Description
The Sailfish 12 (or Alcort Sailfish, often just called the Sailfish) is a classic American plywood daysailer/board boat from the post-WWII era, introduced in 1945 by Alcort Inc. (founded by Alex Bryan and Cortlandt "Cort" Heniger). It's the direct predecessor to the iconic Sunfish—essentially the boat that started the modern sit-on-top, lightweight sailing phenomenon in the US. The original Sailfish was a flat-decked, hollow-hulled "sit-on" design (no cockpit well initially), ultra-simple, affordable, and marketed as the "world's wettest, sportiest boat" in LIFE magazine features. It was available as a kit or built boat, with plywood construction, wood spars, and a lateen rig for easy setup and fun on lakes, ponds, or calm coastal waters.

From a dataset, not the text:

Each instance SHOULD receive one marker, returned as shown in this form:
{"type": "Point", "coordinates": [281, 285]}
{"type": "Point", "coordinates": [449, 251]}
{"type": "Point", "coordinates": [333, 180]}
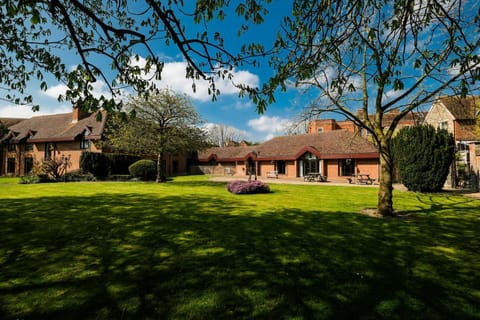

The Deluxe versions (from around 1951) added features like a dri-deck coaming (raised edges for less water ingress), colored sails, and better hardware, while a 14-foot variant was introduced later. By the early 1960s, Alcort evolved it into the Sunfish (adding a small cockpit footwell for comfort and widening the beam slightly for stability). The Sailfish is lighter and more minimalist—pure splashy fun for 1–2 people, car-toppable, and virtually unsinkable due to enclosed air volume.